Midi de semaine : le camion vert de La Bolinette ouvre son comptoir. La plancha est lancée, le menu est à l'ardoise, les premiers clients arrivent.
La Bolinette, c’est d’abord une histoire à deux. Alexandrine Bessa Dos Santos et Paul Éon — « Alex » et « Polo » — sont un couple breton qui a lancé le food truck en mai 2023, à Mordelles, à l’ouest de Rennes. Avant le camion, ils ont passé plusieurs années dans la restauration, l’événementiel et le marketing : autant dire qu’ils connaissaient le métier de bouche, le rush d’un service et la mécanique d’un projet avant même de toucher une plancha.
L’idée n’est pas tombée du ciel. Elle est née d’une passion commune pour la soupe, le pain et le fromage — un trio simple, réconfortant, et étonnamment absent des food trucks rennais. De là, le concept : un grilled cheese comme produit signature, une street soup qui change avec les saisons, et tout autour, des recettes qui suivent le marché.
Alexandrine et Paul, le duo derrière La Bolinette — un couple breton, un camion vert, une carte locale et de saison.
Côté coulisses, leur modèle est malin : la remorque est petite, mais la production sérieuse se fait dans leur laboratoire à Mordelles.

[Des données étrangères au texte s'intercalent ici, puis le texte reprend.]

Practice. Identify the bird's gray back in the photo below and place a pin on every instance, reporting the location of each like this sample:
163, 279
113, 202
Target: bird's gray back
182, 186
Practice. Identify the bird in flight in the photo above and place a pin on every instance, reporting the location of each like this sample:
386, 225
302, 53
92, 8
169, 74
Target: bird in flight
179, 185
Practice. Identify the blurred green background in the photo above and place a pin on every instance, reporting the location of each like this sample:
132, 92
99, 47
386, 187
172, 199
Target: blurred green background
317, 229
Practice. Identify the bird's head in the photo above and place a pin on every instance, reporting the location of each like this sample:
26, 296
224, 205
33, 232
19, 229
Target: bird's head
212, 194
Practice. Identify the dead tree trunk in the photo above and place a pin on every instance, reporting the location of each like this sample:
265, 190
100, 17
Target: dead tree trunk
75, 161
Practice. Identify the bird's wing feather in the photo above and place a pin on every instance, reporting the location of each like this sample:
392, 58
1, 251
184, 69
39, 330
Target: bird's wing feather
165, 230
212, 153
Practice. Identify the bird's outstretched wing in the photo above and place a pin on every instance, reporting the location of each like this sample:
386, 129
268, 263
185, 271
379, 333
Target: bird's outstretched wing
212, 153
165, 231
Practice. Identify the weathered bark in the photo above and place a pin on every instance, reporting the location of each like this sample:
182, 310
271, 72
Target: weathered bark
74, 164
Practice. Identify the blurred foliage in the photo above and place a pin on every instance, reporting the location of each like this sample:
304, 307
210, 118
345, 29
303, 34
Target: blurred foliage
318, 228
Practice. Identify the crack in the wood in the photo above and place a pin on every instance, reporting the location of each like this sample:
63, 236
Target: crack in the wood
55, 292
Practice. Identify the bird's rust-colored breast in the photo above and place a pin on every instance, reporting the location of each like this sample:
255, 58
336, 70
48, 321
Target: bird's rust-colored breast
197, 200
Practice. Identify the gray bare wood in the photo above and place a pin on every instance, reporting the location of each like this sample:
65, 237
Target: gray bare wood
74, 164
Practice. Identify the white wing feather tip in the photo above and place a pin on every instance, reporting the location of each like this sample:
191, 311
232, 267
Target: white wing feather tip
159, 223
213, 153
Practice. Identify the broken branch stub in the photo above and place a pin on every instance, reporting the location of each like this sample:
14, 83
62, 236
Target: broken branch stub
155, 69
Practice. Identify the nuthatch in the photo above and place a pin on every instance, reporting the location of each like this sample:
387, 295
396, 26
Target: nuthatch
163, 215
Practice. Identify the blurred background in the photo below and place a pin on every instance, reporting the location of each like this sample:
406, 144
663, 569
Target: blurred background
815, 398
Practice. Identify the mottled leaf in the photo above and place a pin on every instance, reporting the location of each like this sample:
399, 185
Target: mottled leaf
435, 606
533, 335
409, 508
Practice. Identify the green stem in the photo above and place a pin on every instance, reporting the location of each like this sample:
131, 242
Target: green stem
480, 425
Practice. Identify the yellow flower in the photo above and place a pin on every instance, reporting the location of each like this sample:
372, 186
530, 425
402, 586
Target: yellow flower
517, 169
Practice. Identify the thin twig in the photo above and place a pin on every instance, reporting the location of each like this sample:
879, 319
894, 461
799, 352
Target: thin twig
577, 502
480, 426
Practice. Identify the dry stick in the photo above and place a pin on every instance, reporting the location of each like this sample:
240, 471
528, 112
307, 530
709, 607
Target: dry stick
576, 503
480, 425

Les sauces, les soupes, les cookies, la prépa du matin — tout part du labo, puis le camion file sur son emplacement du midi. C’est ce qui leur permet de tenir une carte « faite maison » à deux, sans cuisine à bord grande comme un restaurant.
La promesse de La Bolinette, telle qu’ils la formulent eux-mêmes : marier le charme du fast-food à la qualité des produits locaux. Concrètement, ça veut dire des ingrédients sélectionnés chez des producteurs locaux, familiaux et engagés, et une carte locale, de saison et faite maison qui ne se fige jamais.
Au comptoir de La Bolinette : l'accueil fait partie de la recette autant que la sauce barbecue maison.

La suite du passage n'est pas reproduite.